Nicht bloß, dass meine nette Idee zerbröselt!

Schlimmer ist, dass ich nicht selber in den Adelung schaute.
Inzwischen habe ich neun Seiten Belege für die Richtigkeit deiner Ansicht gesammelt. Zu „Tag“ und zu „Ort“.

Ich ziehe mich jetzt zu Bußübungen zurück.

Zerknirscht und geknickt!
Fritz

Nää, abba …

Es heißt „Schicht am Schacht“, denn am Schacht war Schicht,
nicht im Schacht…

… solang ich mich erinner ha’m wir abba trotzdem imma „Schicht IM Schacht“ gesacht! :smile:

Wiederruhrgebietlerische Grüße der gebürtigen Essenerin,
Christiane

Heiho,
ich glaube, daß beides gesagt wird; richtig in der ursprünglichen BEdeutung (Arbeitsende) ist Schicht am Schacht, das haben mir die alten Bergleute immer gern zu verstehen gegeben, daß man im Schacht höchstens hing, aber eben leider schon Schicht hatte…
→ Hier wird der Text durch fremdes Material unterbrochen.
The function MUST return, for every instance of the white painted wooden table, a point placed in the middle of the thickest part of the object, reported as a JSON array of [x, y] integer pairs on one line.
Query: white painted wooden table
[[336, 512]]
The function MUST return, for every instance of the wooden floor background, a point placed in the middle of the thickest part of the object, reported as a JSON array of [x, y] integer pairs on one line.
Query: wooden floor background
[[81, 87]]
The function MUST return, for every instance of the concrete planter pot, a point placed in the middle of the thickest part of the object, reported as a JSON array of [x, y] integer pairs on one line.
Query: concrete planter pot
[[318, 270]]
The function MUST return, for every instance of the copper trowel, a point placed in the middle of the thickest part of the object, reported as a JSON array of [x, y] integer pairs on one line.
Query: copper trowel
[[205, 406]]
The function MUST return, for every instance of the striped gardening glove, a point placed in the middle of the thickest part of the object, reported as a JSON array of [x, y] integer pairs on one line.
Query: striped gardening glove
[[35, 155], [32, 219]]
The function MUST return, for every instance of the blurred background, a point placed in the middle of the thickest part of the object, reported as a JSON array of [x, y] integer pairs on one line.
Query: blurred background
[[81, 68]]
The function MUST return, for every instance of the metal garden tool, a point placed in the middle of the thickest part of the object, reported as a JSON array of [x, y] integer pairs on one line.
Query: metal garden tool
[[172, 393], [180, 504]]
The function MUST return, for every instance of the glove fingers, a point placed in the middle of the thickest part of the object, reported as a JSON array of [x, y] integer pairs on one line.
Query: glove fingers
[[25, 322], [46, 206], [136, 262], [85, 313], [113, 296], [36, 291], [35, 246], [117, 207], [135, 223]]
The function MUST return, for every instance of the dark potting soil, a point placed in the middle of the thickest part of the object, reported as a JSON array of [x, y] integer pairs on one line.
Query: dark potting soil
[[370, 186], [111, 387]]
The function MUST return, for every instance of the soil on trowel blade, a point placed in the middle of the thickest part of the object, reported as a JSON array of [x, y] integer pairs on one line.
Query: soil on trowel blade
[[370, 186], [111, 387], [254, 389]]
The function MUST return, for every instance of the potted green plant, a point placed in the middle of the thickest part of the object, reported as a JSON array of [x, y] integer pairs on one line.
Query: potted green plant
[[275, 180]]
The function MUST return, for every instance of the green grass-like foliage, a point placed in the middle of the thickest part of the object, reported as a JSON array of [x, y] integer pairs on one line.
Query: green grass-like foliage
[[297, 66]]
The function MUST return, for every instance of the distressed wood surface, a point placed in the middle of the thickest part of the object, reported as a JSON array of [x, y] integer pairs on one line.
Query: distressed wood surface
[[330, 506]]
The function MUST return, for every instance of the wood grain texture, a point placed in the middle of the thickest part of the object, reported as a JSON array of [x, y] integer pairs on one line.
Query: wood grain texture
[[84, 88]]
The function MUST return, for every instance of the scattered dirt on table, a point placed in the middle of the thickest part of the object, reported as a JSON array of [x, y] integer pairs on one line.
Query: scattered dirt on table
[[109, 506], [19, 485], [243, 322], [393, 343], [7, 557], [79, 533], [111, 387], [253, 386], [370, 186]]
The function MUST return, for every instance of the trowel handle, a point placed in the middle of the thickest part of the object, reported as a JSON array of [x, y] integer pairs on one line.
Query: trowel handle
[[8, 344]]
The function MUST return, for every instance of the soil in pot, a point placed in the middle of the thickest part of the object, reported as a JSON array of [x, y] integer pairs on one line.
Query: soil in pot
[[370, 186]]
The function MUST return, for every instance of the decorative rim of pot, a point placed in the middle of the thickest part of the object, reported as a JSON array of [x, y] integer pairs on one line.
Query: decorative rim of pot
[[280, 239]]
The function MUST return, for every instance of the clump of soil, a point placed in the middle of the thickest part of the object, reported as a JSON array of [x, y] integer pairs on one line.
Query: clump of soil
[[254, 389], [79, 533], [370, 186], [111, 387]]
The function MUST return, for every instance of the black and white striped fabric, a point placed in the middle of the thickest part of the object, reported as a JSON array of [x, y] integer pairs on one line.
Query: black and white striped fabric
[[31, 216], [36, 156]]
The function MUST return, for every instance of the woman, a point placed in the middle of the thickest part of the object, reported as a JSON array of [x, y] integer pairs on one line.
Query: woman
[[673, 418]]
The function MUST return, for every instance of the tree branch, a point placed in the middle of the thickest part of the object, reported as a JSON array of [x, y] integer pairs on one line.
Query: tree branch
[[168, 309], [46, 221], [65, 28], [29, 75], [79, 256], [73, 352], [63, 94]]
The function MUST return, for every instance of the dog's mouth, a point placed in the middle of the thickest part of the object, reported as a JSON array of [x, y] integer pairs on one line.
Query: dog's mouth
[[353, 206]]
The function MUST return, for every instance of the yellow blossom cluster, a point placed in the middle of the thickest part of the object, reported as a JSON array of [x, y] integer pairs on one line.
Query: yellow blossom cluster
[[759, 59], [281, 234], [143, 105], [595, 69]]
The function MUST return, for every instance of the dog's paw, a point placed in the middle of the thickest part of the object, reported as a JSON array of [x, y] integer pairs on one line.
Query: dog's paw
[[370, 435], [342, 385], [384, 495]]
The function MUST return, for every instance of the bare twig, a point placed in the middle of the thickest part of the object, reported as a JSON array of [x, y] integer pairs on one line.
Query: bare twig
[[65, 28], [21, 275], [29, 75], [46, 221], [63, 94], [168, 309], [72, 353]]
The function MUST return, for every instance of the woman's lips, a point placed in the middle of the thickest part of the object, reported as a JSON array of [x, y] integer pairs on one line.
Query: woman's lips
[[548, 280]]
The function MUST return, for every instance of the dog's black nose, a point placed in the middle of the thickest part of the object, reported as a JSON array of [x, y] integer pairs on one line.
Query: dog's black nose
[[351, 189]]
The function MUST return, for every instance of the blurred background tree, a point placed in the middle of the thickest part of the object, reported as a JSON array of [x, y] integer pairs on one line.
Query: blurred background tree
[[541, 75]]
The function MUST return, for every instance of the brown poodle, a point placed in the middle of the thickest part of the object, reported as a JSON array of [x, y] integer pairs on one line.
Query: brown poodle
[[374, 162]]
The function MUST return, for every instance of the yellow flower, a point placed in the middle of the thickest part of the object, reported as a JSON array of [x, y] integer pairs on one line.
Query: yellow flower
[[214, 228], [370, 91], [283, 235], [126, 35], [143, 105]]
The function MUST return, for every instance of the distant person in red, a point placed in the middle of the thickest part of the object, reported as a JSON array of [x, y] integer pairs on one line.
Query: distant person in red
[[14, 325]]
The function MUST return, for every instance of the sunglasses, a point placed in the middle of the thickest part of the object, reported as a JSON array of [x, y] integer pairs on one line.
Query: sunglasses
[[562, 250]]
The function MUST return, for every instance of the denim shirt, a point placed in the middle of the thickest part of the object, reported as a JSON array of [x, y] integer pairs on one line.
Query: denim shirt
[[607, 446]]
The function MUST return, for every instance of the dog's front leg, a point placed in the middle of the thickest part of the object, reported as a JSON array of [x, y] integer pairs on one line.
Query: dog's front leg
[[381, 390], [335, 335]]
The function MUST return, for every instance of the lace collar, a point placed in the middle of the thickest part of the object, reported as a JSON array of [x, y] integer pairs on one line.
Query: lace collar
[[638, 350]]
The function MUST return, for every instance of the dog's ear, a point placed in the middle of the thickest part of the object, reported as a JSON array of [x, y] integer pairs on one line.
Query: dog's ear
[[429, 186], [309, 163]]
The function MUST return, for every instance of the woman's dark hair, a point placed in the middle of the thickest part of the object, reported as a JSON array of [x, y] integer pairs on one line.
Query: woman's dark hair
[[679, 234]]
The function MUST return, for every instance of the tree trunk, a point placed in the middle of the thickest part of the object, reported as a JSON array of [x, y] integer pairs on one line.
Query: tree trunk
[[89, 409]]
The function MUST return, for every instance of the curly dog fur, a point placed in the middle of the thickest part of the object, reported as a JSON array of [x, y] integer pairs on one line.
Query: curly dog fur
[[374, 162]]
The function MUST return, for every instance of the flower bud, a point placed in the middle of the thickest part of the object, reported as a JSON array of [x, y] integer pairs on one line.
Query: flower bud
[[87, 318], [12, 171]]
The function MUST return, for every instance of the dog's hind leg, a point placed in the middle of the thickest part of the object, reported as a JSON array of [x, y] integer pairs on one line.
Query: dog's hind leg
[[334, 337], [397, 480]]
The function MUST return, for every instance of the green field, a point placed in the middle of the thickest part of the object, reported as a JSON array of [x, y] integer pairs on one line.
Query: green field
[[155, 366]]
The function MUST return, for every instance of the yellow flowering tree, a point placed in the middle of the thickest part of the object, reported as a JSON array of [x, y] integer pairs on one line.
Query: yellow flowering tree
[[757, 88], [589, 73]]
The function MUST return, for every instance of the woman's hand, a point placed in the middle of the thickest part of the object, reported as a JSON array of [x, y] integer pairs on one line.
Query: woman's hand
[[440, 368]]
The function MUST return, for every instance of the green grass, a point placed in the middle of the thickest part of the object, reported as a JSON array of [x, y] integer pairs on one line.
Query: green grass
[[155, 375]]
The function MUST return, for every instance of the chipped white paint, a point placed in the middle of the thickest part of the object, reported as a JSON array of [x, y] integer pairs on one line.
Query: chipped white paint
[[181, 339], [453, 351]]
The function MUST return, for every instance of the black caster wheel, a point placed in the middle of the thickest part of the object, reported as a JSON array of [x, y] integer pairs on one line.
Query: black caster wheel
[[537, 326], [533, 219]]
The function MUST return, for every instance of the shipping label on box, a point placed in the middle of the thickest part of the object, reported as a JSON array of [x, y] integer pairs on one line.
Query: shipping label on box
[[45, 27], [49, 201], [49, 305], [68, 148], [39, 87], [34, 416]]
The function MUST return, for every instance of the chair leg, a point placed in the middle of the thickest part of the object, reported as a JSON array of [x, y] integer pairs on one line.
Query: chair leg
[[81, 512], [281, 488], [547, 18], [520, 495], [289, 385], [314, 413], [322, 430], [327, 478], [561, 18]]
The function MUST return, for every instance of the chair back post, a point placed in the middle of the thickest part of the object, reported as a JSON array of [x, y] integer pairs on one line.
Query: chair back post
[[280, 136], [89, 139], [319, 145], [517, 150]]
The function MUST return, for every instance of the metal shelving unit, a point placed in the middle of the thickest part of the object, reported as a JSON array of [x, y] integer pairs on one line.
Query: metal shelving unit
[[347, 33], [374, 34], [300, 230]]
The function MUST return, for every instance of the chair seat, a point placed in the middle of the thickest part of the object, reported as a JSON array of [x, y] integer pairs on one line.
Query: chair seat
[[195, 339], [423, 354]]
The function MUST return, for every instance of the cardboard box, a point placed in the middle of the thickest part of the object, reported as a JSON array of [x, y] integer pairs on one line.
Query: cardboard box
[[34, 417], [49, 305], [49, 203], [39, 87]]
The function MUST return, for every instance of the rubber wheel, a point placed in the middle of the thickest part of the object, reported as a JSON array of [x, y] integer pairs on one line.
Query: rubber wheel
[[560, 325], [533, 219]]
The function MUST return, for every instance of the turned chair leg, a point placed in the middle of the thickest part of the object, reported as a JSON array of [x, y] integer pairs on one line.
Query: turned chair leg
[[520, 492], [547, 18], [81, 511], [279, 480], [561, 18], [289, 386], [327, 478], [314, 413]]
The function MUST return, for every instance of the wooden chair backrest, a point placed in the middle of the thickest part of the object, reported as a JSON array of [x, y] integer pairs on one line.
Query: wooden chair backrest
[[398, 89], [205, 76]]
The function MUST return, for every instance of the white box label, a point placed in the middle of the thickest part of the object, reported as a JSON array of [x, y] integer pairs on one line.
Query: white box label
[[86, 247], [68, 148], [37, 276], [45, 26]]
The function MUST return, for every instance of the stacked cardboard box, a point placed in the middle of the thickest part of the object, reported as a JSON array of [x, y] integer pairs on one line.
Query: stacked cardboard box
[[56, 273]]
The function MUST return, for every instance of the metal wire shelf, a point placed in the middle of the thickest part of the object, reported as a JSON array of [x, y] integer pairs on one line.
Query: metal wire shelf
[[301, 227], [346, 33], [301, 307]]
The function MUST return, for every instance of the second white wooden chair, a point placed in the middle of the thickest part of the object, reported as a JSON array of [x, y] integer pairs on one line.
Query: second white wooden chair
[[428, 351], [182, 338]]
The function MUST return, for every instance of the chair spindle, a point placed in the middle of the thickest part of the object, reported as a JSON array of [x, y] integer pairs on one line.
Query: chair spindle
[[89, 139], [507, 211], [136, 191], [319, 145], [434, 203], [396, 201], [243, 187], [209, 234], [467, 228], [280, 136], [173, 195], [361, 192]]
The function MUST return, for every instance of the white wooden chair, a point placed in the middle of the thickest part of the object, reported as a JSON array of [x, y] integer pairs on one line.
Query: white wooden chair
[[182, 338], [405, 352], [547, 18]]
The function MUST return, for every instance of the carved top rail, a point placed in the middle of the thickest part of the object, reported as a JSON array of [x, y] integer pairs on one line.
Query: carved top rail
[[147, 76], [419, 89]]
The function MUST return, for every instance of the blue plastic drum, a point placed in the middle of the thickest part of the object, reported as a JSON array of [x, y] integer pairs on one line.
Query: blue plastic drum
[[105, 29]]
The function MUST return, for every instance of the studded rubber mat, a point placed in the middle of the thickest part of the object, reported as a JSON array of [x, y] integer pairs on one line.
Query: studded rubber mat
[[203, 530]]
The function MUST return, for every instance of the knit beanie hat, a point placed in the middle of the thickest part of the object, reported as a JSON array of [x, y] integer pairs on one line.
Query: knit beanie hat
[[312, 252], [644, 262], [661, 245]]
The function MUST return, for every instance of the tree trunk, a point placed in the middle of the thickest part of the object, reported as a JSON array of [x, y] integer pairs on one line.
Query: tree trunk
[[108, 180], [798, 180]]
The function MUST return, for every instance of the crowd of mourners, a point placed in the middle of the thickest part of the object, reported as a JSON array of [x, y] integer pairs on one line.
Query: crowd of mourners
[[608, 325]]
Wiederruhrgebietlerische Grüße der gebürtigen Essenerin,

Heimwehvolle wienerische Grüße,
Taju

Hallo Fritz

Könntest du den Slawisten mal fragen, ob er Belegstellen hat
oder kennt, wo die Ausdrücke „unter Tage“ und „vor Ort“ zum
ersten Mal in einem deutschen Text erscheinen?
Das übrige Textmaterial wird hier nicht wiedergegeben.